Anyway, no matter how bad the worst of McCartney’s Beatles compositions were, they are nothing compared to the worst excesses of his solo and Wings years. You could easily fill a double CD with some of the bollocks he’s produced since the greatest band that ever walked the planet split. The world can get by quite happily without one version of Oobu Joobu: it certainly does not need six! And as for certified turds like Morse Moose and the Grey Goose, Wonderful Christmastime, Bip Bop, Spies Like Us, the stupid The Other Me (with its ridiculous opening couplet ‘I know I was a crazy fool for treating you like I did, but something got a hold of me and I acted like a dustbin lid’), Move Over Busker, that awful bloody Frog Chorus garbage and almost all of his moronic vanity projects, such as the Thrillington album (instrumental versions of the hugely underrated Ram), the Country Hams, Rockestra and so on, the world would be a better place without them.
He’s been producing garbage for more than 40 years, but nothing quite as awful as this.

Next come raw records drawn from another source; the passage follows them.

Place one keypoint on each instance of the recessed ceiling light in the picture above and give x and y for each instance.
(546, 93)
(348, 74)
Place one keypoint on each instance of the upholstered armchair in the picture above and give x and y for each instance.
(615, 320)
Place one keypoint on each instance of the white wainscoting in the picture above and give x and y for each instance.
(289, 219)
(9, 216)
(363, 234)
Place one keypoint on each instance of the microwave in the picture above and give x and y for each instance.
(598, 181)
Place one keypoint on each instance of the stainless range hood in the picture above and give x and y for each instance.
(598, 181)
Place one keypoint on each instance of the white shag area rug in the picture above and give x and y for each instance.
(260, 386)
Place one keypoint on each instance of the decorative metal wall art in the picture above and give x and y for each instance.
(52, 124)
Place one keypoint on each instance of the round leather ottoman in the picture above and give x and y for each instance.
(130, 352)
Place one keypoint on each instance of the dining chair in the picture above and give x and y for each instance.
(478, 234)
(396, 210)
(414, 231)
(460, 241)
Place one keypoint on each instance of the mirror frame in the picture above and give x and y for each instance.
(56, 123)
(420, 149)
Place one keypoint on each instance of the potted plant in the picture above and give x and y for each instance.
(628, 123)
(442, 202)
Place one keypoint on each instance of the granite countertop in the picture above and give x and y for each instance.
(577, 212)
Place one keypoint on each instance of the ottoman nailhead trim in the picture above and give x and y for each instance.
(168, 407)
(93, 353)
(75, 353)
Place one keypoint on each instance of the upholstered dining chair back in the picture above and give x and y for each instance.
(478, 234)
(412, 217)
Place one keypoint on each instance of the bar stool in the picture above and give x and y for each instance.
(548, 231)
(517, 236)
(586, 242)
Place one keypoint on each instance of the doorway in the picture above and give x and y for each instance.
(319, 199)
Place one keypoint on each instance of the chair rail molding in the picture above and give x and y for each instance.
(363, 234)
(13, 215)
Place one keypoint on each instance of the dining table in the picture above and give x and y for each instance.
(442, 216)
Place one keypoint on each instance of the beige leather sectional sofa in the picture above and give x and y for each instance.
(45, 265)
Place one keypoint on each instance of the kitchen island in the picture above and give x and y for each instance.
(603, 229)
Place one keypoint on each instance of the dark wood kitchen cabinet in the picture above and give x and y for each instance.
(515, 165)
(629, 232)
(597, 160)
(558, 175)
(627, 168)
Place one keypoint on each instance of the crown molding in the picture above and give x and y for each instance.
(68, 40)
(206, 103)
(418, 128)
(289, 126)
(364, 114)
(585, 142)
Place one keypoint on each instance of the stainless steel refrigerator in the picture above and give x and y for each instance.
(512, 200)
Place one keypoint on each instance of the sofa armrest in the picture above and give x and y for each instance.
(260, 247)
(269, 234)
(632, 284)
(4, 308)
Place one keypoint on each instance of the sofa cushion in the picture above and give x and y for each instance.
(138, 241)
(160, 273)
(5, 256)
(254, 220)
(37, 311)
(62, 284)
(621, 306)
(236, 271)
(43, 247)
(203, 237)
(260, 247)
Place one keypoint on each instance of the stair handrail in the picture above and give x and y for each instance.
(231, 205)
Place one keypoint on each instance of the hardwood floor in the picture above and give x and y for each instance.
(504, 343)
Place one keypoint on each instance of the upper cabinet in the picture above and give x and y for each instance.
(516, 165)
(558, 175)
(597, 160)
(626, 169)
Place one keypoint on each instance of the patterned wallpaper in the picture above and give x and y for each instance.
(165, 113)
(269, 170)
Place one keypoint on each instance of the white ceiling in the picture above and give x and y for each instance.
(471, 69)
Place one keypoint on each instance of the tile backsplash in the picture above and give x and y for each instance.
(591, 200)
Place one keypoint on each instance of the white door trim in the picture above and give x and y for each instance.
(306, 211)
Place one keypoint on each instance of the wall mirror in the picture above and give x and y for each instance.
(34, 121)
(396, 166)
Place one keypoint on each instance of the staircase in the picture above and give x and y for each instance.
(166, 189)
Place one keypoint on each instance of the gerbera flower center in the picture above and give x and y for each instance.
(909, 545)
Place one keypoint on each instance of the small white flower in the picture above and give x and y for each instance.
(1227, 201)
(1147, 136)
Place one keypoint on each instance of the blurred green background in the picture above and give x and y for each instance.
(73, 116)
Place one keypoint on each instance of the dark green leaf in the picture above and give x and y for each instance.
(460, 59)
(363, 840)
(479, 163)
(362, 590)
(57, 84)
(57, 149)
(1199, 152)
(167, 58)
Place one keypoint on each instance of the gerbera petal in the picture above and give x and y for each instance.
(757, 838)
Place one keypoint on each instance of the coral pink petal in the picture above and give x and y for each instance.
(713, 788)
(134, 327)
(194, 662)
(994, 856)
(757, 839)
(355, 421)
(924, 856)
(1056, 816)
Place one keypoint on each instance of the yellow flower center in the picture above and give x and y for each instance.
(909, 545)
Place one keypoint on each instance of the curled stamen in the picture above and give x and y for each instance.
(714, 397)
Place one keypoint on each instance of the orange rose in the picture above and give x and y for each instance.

Today, ladies and gentlemen, for your enjoyment the World’s Worst Records presents Paul McCartney dragging down the career of another one-time great with the nadir of his solo work, Ebony and Ivory.
Everything about this half-assed project is wrong, from the fact that the two of them didn't even record their parts at the same time or in the same studio to the wretched cover (above) with a whimsical Paul leaning against an oversized keyboard and a crappy photo of Stevie tacked on as a last-minute sop to the co-creator of this pap. It's horrible, horrible, horrible. Lord knows how it managed to get to number one in the UK, US, Canada, Japan, Norway and Germany. Still, not everyone was fooled: the song was named as the tenth worst song of all time by Blender magazine and was cited as the worst duet in history by listeners of BBC 6 Music.
I love the Beatles...but I hate this.